🎯Evaluator / Scorer

This section provides detailed documentation for all available evaluators in the gllm-evals library.

GEvalGenerationEvaluator

Use when: You want to evaluate RAG or AI Agentic (e.g. AIP) responses with open source DeepEval's GEval metrics, allowing LLM outputs to be scored against any custom criteria.

By default, GEvalGenerationEvaluator runs three metrics: completeness, groundedness, and redundancy.

  1. Completeness: This is deepeval's g-eval completeness score. The score range is between 1 and 3. 1 means not complete, 2 means incomplete, and 3 means complete. It needs query, generated_response, and expected_response to work.

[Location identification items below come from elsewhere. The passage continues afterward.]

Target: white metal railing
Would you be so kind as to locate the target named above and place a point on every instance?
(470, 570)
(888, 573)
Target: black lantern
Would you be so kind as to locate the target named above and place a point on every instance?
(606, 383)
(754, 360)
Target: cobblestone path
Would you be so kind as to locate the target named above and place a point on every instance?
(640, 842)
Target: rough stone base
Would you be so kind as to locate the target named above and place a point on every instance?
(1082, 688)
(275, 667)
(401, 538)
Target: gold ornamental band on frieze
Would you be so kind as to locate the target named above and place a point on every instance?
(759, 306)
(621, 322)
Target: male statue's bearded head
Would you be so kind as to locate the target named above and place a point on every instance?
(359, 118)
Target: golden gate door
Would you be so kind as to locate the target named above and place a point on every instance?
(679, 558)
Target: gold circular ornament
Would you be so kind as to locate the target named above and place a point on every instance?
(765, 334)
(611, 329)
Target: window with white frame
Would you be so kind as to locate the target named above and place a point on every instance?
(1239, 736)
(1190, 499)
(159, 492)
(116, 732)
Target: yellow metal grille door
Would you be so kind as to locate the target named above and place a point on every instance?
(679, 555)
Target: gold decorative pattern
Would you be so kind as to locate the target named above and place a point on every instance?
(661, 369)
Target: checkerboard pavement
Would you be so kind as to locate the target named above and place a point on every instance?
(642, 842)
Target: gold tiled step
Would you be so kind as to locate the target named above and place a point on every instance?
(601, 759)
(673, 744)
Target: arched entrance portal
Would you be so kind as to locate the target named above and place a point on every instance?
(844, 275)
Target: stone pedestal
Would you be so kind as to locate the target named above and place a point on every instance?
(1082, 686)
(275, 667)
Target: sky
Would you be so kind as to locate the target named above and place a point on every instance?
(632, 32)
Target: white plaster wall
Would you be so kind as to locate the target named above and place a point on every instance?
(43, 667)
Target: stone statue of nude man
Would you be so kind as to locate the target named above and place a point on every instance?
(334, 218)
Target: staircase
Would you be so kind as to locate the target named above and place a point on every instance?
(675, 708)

  2. Redundancy: This is deepeval g-eval redundancy score. The score range is between 1 and 3. 1 means no redundancy, 2 at least one redundancy, and 3 means high redundancy. It needs query and generated_response to work.

  3. Groundedness: This is deepeval g-eval groundedness score. The score is between 1 and 3. 1 means not grounded, 2 means at least one grounded, and 3 means fully grounded. It needs query, generated_response, and retrieved_context to work.

  4. Language Consistency: This is deepeval g-eval language consistency score. The score is between 0 and 1. 0 means not consistent, 1 means fully consistent. It needs query and generated_response to work.

  5. Refusal Alignment: This is deepeval g-eval refusal alignment score. The score is between 0 and 1. 1 indicates correct alignment (both are refusal or both are not refusal), 0 indicates incorrect alignment (one is refusal, the other is not). It needs query, generated_response, and expected_response to work.

Fields:

  1. query (str) — The user question.

  2. generated_response (str) — The model's output to be evaluated.

  3. expected_response (str, optional) — The reference or ground truth answer.

  4. retrieved_context (str, optional) — The supporting context/documents used during generation.

Example Usage

import asyncio
import os

from gllm_evals.evaluator.geval_generation_evaluator import GEvalGenerationEvaluator
from gllm_evals.types import RAGData


async def main():
    """Main function."""
    data = RAGData(
        query="What is the capital of France?",
        expected_response="Paris",
        generated_response="New York",
        retrieved_context="Paris is the capital of France.",
    )

    evaluator = GEvalGenerationEvaluator(model_credentials=os.getenv("OPENAI_API_KEY"))

    result = await evaluator.evaluate(data)
    print(result)


if __name__ == "__main__":
    asyncio.run(main())

Example Output

AgentEvaluator

Use when: You want to evaluate how well an AI agent makes decisions, uses tools, and follows multi-step reasoning to achieve its goals. If you’re evaluating an AI agent’s overall performance, we suggest using two evaluators: AgentEvaluator (to assess decision-making, tool usage, and reasoning) and GEvalGenerationEvaluator (to assess the quality of the agent’s outputs).

Fields

  1. agent_trajectory (list[dict[str, Any]]) — The actual agent trajectory to be evaluated

  2. expected_agent_trajectory (list[dict[str, Any]], optional) — The reference trajectory for comparison

Configuration Options

  • use_reference (bool): Whether to use reference-based evaluation (default: True)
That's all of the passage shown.